2-)Dava, trafik kazasından kaynaklanan destekten yoksun kalma tazminatı istemine ilişkindir.
Davacı eş ve çocuk, destekleri ..."in 04/02/2014 tarihinde sürücüsü olduğu araçla kaza yapması sonucunda vefatı nedeniyle aracın Zorunlu Mali Sorumluluk Sigorta
Poliçesi ile sigortacısı olan davalı ... şirketinden tazminat talebinde bulunmaktadırlar.
Trafik kazası sonucu ölen çocuk ölmeseydi, ana ve babaya bakması muhtemeldir. Uygulamada çocuğun gelirinin bir kısmını ana ve babasına da ayıracağı varsayılır. Bu şartlarda desteğin evli ve 2 çocuğu olduğu gözetilerek desteğe 2 pay, eşe 2 pay, çocuklara birer pay ayrılacak ve ana ve babaya da birer pay verilecektir. Bu durumda ana ve babanın payları 1/8 olacaktır.
Dava konusu olay nedeniyle destek ..."in anne ve babası tarafından da ... Asliye Hukuk Mahkemesinde 2016/317 esas sayılı dosyasında destekten yoksun kalma tazminatı talepli olarak dava açıldığı dosya içeriğinden anlaşılmaktadır.

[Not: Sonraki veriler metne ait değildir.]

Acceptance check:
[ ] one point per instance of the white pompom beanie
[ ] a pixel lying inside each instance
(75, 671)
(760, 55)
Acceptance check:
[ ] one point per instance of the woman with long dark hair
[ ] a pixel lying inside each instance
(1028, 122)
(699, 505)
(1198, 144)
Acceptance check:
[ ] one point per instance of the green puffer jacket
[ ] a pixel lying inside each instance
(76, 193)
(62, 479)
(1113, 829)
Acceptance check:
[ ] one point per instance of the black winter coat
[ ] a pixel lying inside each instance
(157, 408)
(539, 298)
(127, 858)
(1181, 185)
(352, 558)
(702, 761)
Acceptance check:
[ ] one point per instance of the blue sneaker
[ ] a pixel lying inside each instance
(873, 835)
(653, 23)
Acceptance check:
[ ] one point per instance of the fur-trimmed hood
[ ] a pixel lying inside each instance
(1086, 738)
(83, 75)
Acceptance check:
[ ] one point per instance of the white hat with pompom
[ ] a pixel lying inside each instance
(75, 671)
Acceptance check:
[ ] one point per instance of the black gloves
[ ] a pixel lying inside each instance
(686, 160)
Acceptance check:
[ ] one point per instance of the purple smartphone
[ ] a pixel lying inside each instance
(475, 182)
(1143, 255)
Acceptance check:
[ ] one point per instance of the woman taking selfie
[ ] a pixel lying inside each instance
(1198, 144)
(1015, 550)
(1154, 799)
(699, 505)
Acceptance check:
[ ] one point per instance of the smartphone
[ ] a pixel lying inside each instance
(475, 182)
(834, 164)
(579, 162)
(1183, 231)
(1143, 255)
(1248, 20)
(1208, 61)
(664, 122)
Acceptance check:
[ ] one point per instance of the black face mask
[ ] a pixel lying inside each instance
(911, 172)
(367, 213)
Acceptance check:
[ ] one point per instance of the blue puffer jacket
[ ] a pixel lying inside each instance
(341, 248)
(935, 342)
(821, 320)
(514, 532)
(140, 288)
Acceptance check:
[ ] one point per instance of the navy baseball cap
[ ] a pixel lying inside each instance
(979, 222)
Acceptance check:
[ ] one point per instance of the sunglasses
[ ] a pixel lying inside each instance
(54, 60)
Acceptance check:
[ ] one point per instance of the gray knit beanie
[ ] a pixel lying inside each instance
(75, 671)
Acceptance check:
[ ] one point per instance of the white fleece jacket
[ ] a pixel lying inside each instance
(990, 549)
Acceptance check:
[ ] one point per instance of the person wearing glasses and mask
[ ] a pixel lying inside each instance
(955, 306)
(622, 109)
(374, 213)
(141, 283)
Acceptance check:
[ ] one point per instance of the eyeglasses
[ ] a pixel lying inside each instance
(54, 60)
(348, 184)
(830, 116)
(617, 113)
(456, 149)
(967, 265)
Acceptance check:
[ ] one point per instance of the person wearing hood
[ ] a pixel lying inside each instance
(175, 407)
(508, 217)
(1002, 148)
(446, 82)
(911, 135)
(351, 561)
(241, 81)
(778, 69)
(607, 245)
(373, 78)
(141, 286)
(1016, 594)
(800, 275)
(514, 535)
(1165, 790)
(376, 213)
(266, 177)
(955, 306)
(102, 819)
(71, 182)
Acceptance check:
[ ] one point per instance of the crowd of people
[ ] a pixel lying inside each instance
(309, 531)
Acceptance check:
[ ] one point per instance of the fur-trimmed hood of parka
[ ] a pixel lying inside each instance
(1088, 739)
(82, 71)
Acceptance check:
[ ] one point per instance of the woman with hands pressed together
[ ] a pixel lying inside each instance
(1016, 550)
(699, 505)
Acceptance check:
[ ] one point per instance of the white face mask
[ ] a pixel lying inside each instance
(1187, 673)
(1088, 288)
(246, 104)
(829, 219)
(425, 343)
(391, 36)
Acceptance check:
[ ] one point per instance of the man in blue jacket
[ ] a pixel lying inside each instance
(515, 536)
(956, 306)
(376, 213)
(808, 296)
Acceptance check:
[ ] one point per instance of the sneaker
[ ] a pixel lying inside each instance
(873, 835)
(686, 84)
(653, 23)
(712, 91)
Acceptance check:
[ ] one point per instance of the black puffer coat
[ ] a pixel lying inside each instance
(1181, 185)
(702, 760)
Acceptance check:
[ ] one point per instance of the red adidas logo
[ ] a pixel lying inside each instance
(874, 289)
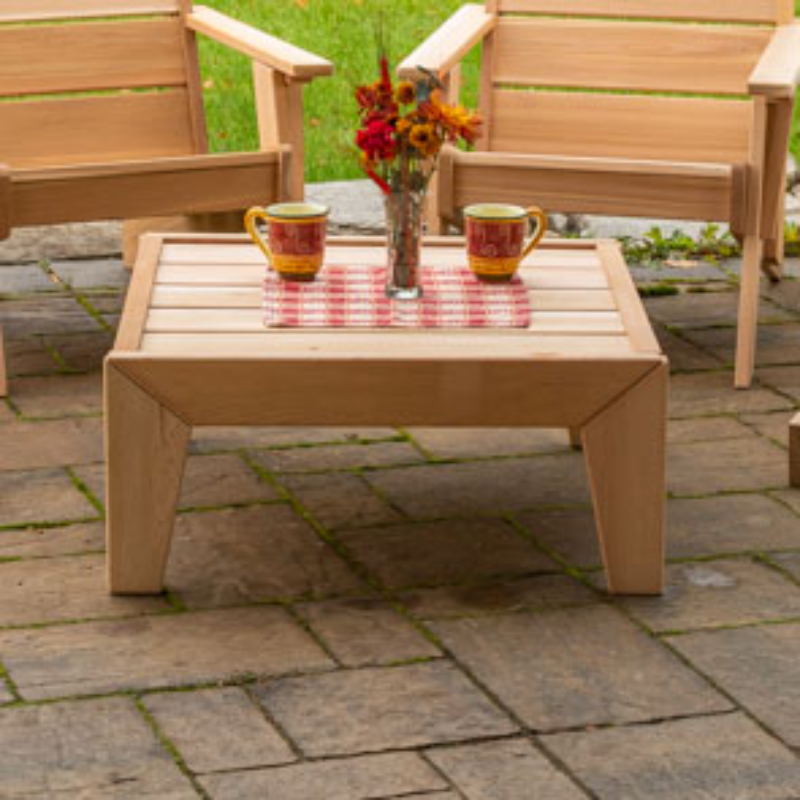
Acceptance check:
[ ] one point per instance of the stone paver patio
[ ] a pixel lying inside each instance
(366, 614)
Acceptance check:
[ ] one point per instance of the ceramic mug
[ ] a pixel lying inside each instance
(295, 246)
(496, 238)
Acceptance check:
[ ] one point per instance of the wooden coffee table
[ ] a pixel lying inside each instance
(192, 350)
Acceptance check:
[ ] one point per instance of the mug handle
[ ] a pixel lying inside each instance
(250, 218)
(541, 229)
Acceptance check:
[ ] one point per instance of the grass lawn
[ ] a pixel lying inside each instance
(343, 32)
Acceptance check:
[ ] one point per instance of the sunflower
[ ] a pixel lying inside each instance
(406, 93)
(423, 138)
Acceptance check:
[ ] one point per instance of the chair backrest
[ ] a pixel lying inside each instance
(95, 81)
(651, 79)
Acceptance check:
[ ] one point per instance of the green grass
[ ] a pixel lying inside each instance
(342, 31)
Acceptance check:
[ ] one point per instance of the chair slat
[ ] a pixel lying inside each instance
(43, 59)
(43, 133)
(758, 11)
(659, 57)
(621, 126)
(37, 10)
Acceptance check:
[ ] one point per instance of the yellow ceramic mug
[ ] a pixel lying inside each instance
(296, 245)
(496, 238)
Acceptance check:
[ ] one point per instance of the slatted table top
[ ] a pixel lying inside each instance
(198, 296)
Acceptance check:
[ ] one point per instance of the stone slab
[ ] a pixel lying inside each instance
(40, 496)
(373, 777)
(505, 770)
(97, 273)
(717, 593)
(98, 748)
(445, 443)
(777, 344)
(340, 500)
(704, 393)
(731, 465)
(448, 551)
(758, 666)
(573, 667)
(487, 487)
(711, 758)
(59, 395)
(536, 593)
(208, 482)
(25, 279)
(366, 632)
(218, 729)
(243, 555)
(154, 652)
(369, 710)
(339, 457)
(683, 355)
(54, 443)
(54, 589)
(83, 537)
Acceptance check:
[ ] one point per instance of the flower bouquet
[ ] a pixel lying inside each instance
(402, 129)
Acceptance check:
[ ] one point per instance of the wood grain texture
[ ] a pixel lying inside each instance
(36, 10)
(625, 449)
(794, 452)
(42, 59)
(763, 11)
(258, 45)
(595, 186)
(778, 71)
(392, 390)
(145, 453)
(44, 133)
(617, 55)
(450, 42)
(621, 126)
(195, 184)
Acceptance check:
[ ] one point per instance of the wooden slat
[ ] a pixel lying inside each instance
(778, 71)
(763, 11)
(43, 133)
(388, 390)
(617, 55)
(35, 10)
(627, 297)
(251, 320)
(621, 126)
(597, 186)
(43, 59)
(165, 187)
(258, 45)
(137, 300)
(458, 345)
(450, 42)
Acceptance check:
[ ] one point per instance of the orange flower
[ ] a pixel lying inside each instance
(423, 138)
(406, 93)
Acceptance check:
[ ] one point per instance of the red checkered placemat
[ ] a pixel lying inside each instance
(354, 297)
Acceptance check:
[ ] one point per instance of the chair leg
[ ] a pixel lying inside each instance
(3, 372)
(794, 452)
(748, 311)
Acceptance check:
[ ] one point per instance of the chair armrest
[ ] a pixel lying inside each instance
(777, 74)
(260, 46)
(446, 46)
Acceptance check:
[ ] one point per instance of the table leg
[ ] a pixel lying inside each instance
(625, 447)
(145, 454)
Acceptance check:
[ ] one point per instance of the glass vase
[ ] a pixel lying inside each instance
(404, 243)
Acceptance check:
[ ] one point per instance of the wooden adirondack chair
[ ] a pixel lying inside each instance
(644, 112)
(106, 117)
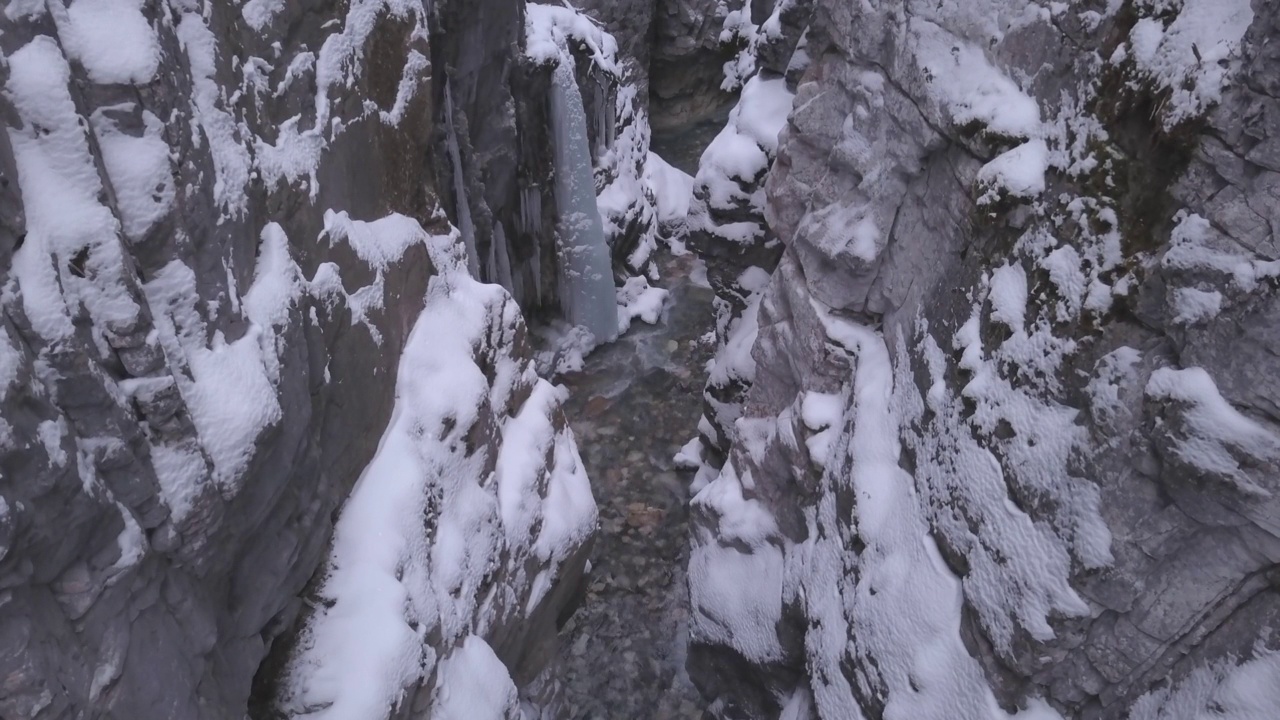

Mahkemece hükme esas alınan raporda müteveffanın destek tazminatı hesabı yapılırken anne ve babanın destek süreleri hesaba katılmamış olup, desteğin tüm gelirini eş ve çocukları (biri eski eşi ..."ten olma davacı ..., diğeri öldüğündeki eşi..."dan olan davacı olmayan ...) ile paylaşacağı varsayımı ile hesaplama yapıldığı görülmektedir. ... Asliye Hukuk Mahkemesinin 2016/317 E sayılı devam eden dava gözetilmeden murisin gelirinden anne babaya destek payı ayrılmadan yapılan hesaplama eksik ve hatalı olmuştur.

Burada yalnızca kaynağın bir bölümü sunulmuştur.